Illustration Manif pour tous.
Illustration Manif pour tous. - LOIC VENANCE / AFP

Aude Massiot

Après des semaines de lutte contre le projet de loi Taubira autorisant les couples de même sexe à se marier, les anti-mariage pour tous ont trouvé une nouvelle cause: la libération de Nicolas Bernard-Busse, l'un des leurs, condamné à quatre mois de prison, dont deux ferme, et 1.000 euros d'amende par le tribunal correctionnel de Paris mercredi. Son tort: s'être rebéllé face aux policiers et avoir refusé de donner ses empreintes et son ADN.

Vendredi soir, quelque 500 manifestants sont au rendez-vous fixé par La Manif pour tous. Après une fausse information diffusée sur le site officiel du mouvement indiquant que la manifestation aurait lieu devant Sciences Po, rue Saint-Guillaume, la trentaine de manifestants présents se dirigent vers le métro pour rejoindre le reste des troupes devant le Panthéon. Quand ils ne sont pas en groupe, ils cachent leurs drapeaux et leurs sweat-shirts.

«On craint les forces de police qui sont partout. Ils nous embarquent juste pour avoir ça sur nous», nous glisse un professeur d’économie venu défendre la cause de «Nicolas». Quand ils arrivent devant le Panthéon, ils sont environ deux-cents, drapeaux de la République française et de La Manif pour tous brandis, à acclamer les paroles du meneur, perché sur une estrade.

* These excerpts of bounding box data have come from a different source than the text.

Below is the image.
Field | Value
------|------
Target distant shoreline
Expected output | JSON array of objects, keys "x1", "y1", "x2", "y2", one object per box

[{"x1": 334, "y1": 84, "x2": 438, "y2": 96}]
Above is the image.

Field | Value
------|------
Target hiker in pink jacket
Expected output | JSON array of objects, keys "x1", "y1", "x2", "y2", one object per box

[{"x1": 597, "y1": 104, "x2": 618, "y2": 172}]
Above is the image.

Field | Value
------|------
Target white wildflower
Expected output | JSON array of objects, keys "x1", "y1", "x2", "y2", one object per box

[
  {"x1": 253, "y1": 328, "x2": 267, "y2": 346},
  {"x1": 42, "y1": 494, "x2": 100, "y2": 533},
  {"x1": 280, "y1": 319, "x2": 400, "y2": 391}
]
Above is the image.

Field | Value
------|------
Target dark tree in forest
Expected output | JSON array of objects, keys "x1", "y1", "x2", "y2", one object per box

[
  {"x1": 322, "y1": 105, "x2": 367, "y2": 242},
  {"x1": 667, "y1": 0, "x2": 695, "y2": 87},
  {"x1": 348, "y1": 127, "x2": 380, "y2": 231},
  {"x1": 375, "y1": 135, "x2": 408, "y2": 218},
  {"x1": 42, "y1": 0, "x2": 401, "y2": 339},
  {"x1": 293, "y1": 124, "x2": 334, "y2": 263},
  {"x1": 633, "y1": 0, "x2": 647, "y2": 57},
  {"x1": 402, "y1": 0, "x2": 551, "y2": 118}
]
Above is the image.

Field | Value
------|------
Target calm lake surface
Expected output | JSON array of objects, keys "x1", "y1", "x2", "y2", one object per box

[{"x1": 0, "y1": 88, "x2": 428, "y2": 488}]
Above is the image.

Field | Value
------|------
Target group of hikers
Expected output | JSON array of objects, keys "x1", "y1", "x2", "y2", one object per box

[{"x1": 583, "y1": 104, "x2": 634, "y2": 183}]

«La violence, c’est aussi nécessaire»

«On est là pour dénoncer ce qui est arrivé à Nicolas. C’est très grave ce qu’il se passe dans notre pays en ce moment!» éclate une petite dame, accompagnée de plusieurs de ses amies, qui acquiescent à ses mots. Mais la cause de Nicolas sert surtout au groupe à renforcer leur mouvement contre la loi sur le mariage pour tous. «Hollande, ta loi, on n’en veut pas!». C’est ce que scande la foule massée devant le Panthéon.

Ils dénoncent 8.000 arrestations et 500 gardes à vue parmi leurs militants, et se revendiquent pourtant comme «un mouvement pacifiste et pacificateur». Beaucoup crient au complot du gouvernement contre leur mouvement, et scande qu’avec «Nicolas au cachot, une ligne rouge a été passée». Cependant, on peut entendre, dans les rangs, certains dire que «pour se faire entendre, la violence est nécessaire». Drôle de paradoxe.

Les manifestants sont en effet remontés contre le gouvernement, et cette «justice qui Valls». Alors les meneurs appellent à garder le calme pour ne pas entraver l’action des avocats de Nicolas Bernard-Busse, qui tentent d’obtenir sa libération en attendant son passage en appel.